Nous persistons d’ailleurs, malgré de loyaux efforts, à ne pas comprendre pourquoi les parties en cause refusent de s’entendre. Le problème paraît simple. Les Anglais n’ont aucun intérêt à gouverner l’Île. Il leur suffit d’y conserver leurs bases militaires et ni Athènes, ni Makarios ne leur ont contesté ce droit. Par ailleurs, le conflit entre Grecs et Turcs pourrait être résolu par la ségrégation, seule solution durable ; sans admettre le partage entre Grèce et Turquie qu’Athènes ne veut pas, il suffirait que les deux communautés isolées reçoivent leur autonomie propre. Pour quelques 80.000 Turcs, la question matérielle n’est pas insoluble. Sont-ce les passions politiques et raciales ou des combinaisons d’intérêts qui s’y opposent ?

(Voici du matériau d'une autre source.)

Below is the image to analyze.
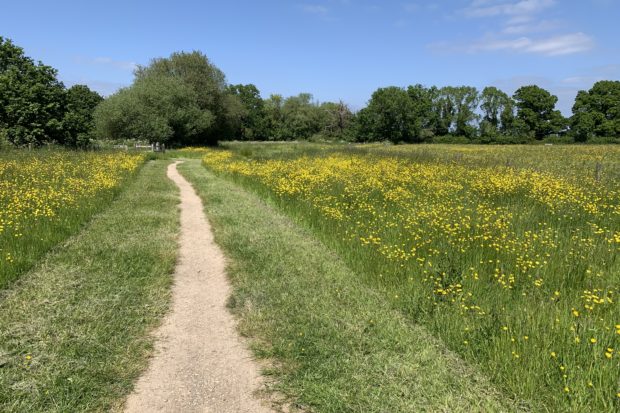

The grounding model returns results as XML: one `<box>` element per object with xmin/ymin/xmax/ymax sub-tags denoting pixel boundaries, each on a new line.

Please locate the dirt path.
<box><xmin>124</xmin><ymin>161</ymin><xmax>272</xmax><ymax>413</ymax></box>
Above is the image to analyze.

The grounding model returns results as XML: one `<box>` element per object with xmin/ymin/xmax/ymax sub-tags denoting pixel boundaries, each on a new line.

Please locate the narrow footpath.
<box><xmin>124</xmin><ymin>161</ymin><xmax>272</xmax><ymax>413</ymax></box>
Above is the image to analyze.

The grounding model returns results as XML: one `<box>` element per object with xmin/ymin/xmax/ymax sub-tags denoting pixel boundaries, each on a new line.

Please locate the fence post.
<box><xmin>595</xmin><ymin>162</ymin><xmax>602</xmax><ymax>182</ymax></box>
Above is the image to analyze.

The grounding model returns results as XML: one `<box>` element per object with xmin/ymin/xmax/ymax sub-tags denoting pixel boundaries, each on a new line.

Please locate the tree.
<box><xmin>263</xmin><ymin>94</ymin><xmax>284</xmax><ymax>140</ymax></box>
<box><xmin>228</xmin><ymin>84</ymin><xmax>268</xmax><ymax>140</ymax></box>
<box><xmin>133</xmin><ymin>51</ymin><xmax>239</xmax><ymax>144</ymax></box>
<box><xmin>571</xmin><ymin>80</ymin><xmax>620</xmax><ymax>141</ymax></box>
<box><xmin>431</xmin><ymin>86</ymin><xmax>480</xmax><ymax>138</ymax></box>
<box><xmin>513</xmin><ymin>85</ymin><xmax>565</xmax><ymax>139</ymax></box>
<box><xmin>94</xmin><ymin>75</ymin><xmax>214</xmax><ymax>145</ymax></box>
<box><xmin>450</xmin><ymin>86</ymin><xmax>479</xmax><ymax>138</ymax></box>
<box><xmin>480</xmin><ymin>86</ymin><xmax>514</xmax><ymax>137</ymax></box>
<box><xmin>432</xmin><ymin>87</ymin><xmax>458</xmax><ymax>136</ymax></box>
<box><xmin>358</xmin><ymin>86</ymin><xmax>418</xmax><ymax>143</ymax></box>
<box><xmin>279</xmin><ymin>93</ymin><xmax>323</xmax><ymax>140</ymax></box>
<box><xmin>406</xmin><ymin>84</ymin><xmax>435</xmax><ymax>139</ymax></box>
<box><xmin>319</xmin><ymin>100</ymin><xmax>353</xmax><ymax>139</ymax></box>
<box><xmin>0</xmin><ymin>36</ymin><xmax>66</xmax><ymax>146</ymax></box>
<box><xmin>62</xmin><ymin>85</ymin><xmax>103</xmax><ymax>147</ymax></box>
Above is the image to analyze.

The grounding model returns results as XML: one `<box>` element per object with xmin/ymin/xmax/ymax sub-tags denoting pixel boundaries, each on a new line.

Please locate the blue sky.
<box><xmin>1</xmin><ymin>0</ymin><xmax>618</xmax><ymax>115</ymax></box>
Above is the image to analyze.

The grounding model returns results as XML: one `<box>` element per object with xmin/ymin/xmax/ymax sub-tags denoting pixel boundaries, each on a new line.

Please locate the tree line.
<box><xmin>1</xmin><ymin>37</ymin><xmax>618</xmax><ymax>147</ymax></box>
<box><xmin>0</xmin><ymin>37</ymin><xmax>103</xmax><ymax>147</ymax></box>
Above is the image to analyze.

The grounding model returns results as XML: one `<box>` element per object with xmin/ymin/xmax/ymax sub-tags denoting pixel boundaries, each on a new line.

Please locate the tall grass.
<box><xmin>0</xmin><ymin>150</ymin><xmax>144</xmax><ymax>289</ymax></box>
<box><xmin>203</xmin><ymin>143</ymin><xmax>620</xmax><ymax>412</ymax></box>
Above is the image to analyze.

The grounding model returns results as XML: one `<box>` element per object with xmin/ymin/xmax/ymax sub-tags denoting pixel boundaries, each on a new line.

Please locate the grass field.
<box><xmin>0</xmin><ymin>149</ymin><xmax>145</xmax><ymax>289</ymax></box>
<box><xmin>0</xmin><ymin>159</ymin><xmax>178</xmax><ymax>412</ymax></box>
<box><xmin>1</xmin><ymin>144</ymin><xmax>617</xmax><ymax>412</ymax></box>
<box><xmin>201</xmin><ymin>143</ymin><xmax>620</xmax><ymax>412</ymax></box>
<box><xmin>179</xmin><ymin>159</ymin><xmax>517</xmax><ymax>412</ymax></box>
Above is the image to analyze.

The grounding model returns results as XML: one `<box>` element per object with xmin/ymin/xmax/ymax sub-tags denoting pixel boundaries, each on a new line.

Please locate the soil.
<box><xmin>124</xmin><ymin>161</ymin><xmax>272</xmax><ymax>413</ymax></box>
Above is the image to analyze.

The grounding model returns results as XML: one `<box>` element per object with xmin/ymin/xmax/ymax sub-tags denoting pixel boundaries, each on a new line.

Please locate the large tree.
<box><xmin>513</xmin><ymin>85</ymin><xmax>566</xmax><ymax>139</ymax></box>
<box><xmin>138</xmin><ymin>51</ymin><xmax>241</xmax><ymax>143</ymax></box>
<box><xmin>279</xmin><ymin>93</ymin><xmax>323</xmax><ymax>140</ymax></box>
<box><xmin>571</xmin><ymin>80</ymin><xmax>620</xmax><ymax>141</ymax></box>
<box><xmin>95</xmin><ymin>51</ymin><xmax>239</xmax><ymax>145</ymax></box>
<box><xmin>62</xmin><ymin>85</ymin><xmax>103</xmax><ymax>147</ymax></box>
<box><xmin>94</xmin><ymin>75</ymin><xmax>214</xmax><ymax>145</ymax></box>
<box><xmin>480</xmin><ymin>86</ymin><xmax>514</xmax><ymax>137</ymax></box>
<box><xmin>0</xmin><ymin>37</ymin><xmax>66</xmax><ymax>146</ymax></box>
<box><xmin>263</xmin><ymin>94</ymin><xmax>284</xmax><ymax>140</ymax></box>
<box><xmin>406</xmin><ymin>84</ymin><xmax>436</xmax><ymax>139</ymax></box>
<box><xmin>319</xmin><ymin>100</ymin><xmax>353</xmax><ymax>139</ymax></box>
<box><xmin>357</xmin><ymin>86</ymin><xmax>419</xmax><ymax>143</ymax></box>
<box><xmin>228</xmin><ymin>83</ymin><xmax>268</xmax><ymax>140</ymax></box>
<box><xmin>451</xmin><ymin>86</ymin><xmax>479</xmax><ymax>138</ymax></box>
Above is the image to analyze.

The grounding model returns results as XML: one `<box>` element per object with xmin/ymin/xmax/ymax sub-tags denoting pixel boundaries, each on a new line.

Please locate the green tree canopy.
<box><xmin>513</xmin><ymin>85</ymin><xmax>566</xmax><ymax>139</ymax></box>
<box><xmin>279</xmin><ymin>93</ymin><xmax>324</xmax><ymax>140</ymax></box>
<box><xmin>94</xmin><ymin>75</ymin><xmax>214</xmax><ymax>145</ymax></box>
<box><xmin>357</xmin><ymin>86</ymin><xmax>419</xmax><ymax>143</ymax></box>
<box><xmin>571</xmin><ymin>80</ymin><xmax>620</xmax><ymax>141</ymax></box>
<box><xmin>480</xmin><ymin>86</ymin><xmax>514</xmax><ymax>137</ymax></box>
<box><xmin>0</xmin><ymin>36</ymin><xmax>66</xmax><ymax>146</ymax></box>
<box><xmin>228</xmin><ymin>83</ymin><xmax>268</xmax><ymax>140</ymax></box>
<box><xmin>62</xmin><ymin>85</ymin><xmax>103</xmax><ymax>147</ymax></box>
<box><xmin>406</xmin><ymin>84</ymin><xmax>436</xmax><ymax>139</ymax></box>
<box><xmin>95</xmin><ymin>51</ymin><xmax>239</xmax><ymax>145</ymax></box>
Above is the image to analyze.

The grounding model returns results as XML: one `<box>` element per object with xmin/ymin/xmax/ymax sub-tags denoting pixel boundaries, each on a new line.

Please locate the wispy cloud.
<box><xmin>463</xmin><ymin>0</ymin><xmax>556</xmax><ymax>18</ymax></box>
<box><xmin>468</xmin><ymin>32</ymin><xmax>594</xmax><ymax>56</ymax></box>
<box><xmin>75</xmin><ymin>56</ymin><xmax>137</xmax><ymax>71</ymax></box>
<box><xmin>301</xmin><ymin>4</ymin><xmax>329</xmax><ymax>15</ymax></box>
<box><xmin>561</xmin><ymin>64</ymin><xmax>620</xmax><ymax>85</ymax></box>
<box><xmin>435</xmin><ymin>0</ymin><xmax>595</xmax><ymax>57</ymax></box>
<box><xmin>502</xmin><ymin>18</ymin><xmax>561</xmax><ymax>34</ymax></box>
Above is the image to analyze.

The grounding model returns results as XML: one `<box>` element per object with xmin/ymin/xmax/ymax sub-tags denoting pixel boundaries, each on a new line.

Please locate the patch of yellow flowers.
<box><xmin>203</xmin><ymin>144</ymin><xmax>619</xmax><ymax>410</ymax></box>
<box><xmin>0</xmin><ymin>151</ymin><xmax>144</xmax><ymax>271</ymax></box>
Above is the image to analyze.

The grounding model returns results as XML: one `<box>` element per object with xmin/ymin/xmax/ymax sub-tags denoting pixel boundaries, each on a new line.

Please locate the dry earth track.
<box><xmin>124</xmin><ymin>161</ymin><xmax>272</xmax><ymax>413</ymax></box>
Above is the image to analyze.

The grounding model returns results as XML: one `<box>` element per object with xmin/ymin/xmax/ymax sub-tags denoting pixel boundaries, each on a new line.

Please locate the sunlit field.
<box><xmin>203</xmin><ymin>143</ymin><xmax>620</xmax><ymax>412</ymax></box>
<box><xmin>0</xmin><ymin>150</ymin><xmax>144</xmax><ymax>288</ymax></box>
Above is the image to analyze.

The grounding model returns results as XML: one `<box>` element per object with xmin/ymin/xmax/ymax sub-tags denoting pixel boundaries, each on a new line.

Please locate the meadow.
<box><xmin>0</xmin><ymin>158</ymin><xmax>178</xmax><ymax>412</ymax></box>
<box><xmin>0</xmin><ymin>150</ymin><xmax>144</xmax><ymax>288</ymax></box>
<box><xmin>202</xmin><ymin>143</ymin><xmax>620</xmax><ymax>412</ymax></box>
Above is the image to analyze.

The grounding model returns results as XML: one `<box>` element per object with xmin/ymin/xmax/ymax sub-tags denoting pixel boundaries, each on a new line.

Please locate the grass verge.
<box><xmin>178</xmin><ymin>159</ymin><xmax>521</xmax><ymax>412</ymax></box>
<box><xmin>0</xmin><ymin>160</ymin><xmax>178</xmax><ymax>412</ymax></box>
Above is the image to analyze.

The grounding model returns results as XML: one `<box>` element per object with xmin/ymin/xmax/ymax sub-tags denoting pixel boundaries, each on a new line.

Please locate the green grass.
<box><xmin>0</xmin><ymin>160</ymin><xmax>178</xmax><ymax>412</ymax></box>
<box><xmin>200</xmin><ymin>143</ymin><xmax>620</xmax><ymax>412</ymax></box>
<box><xmin>0</xmin><ymin>149</ymin><xmax>144</xmax><ymax>289</ymax></box>
<box><xmin>179</xmin><ymin>159</ymin><xmax>521</xmax><ymax>412</ymax></box>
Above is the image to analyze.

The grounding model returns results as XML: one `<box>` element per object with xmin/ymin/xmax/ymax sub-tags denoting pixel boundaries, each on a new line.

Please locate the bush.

Les Conflits Raciaux en Grande-Bretagne
Il est certain que les antagonismes raciaux si profitables au communisme, ne font que s’exaspérer. Après Little Rock aux U.S.A., voici que les Anglais ont affaire à des rixes entre noirs et blancs à Nottingham et à Londres. Il y a longtemps du reste que les Britanniques supportent mal l’immigration croissante des noirs antillais dans leur pays. Les Anglais ne sont pas xénophobes lorsqu’ils sont hors de leur île. Mais, on l’a vu pour les mineurs italiens, ils n’aiment pas qu’on s’installe chez eux. On accuse de ces rixes la jeunesse dévoyée, les « teddy boys », les fascistes, s’il en est encore, de Sir Mosley et aussi les communistes qui évidemment soufflent le feu. Mais il y a là une réaction proprement britannique, qui couvait depuis longtemps. Le Gouvernement se résoudra-t-il à limiter l’entrée des sujets du Commonwealth ? ceux de couleur bien entendu. C’est une très grave question tant morale que politique, un cas de conscience qui soulèvera les passions. Il y a cependant dans les pays d’Europe et aux Etats-Unis, un problème de la préservation de l’intégrité de la race blanche. On évite de l’aborder. Convenons qu’honnêtement il se pose et pas seulement pour les Anglo-Saxons.
La Politique Extérieure Française
Le développement de la politique extérieure française va subir sa première épreuve sérieuse avec la rencontre Adenauer-De Gaulle. Ce n’est un mystère pour personne que l’orientation de notre diplomatie préoccupe nos partenaires européens. Deux faits récents les ont alertés. D’abord, l’accord conclu en hâte entre la France et l’Egypte, qui se traduit par l’octroi à Nasser de crédits importants ; 12 milliards au moins, peut-être 25. Les Anglais qui continuent à négocier avec Le Caire de façon serrée, n’ont pas caché leur dépit. Puis il y a eu à Genève la publication par nos experts de secrets français sur la technique employée dans le domaine nucléaire, secret que les Anglo-Saxons voulaient préserver. Quelques remarques amères du côté anglais, justifiées ou non, contre ce que l’on pense être le prélude à une bombe A française. Enfin, il y a surtout les plans plus vastes de coopération européenne, Marché Commun et zone de libre-échange, qui sont en sommeil pour ne pas dire plus. Le malaise européen devant un renouveau de nationalisme français est certain. Ce préjugé défavorable perceptible dès l’avènement du nouveau gouvernement est-il fondé ? A tout le moins, il y a beaucoup d’obscurités à éclairer, là comme ailleurs. Il ne faudrait pas donner l’impression qu’on les entretient à dessein.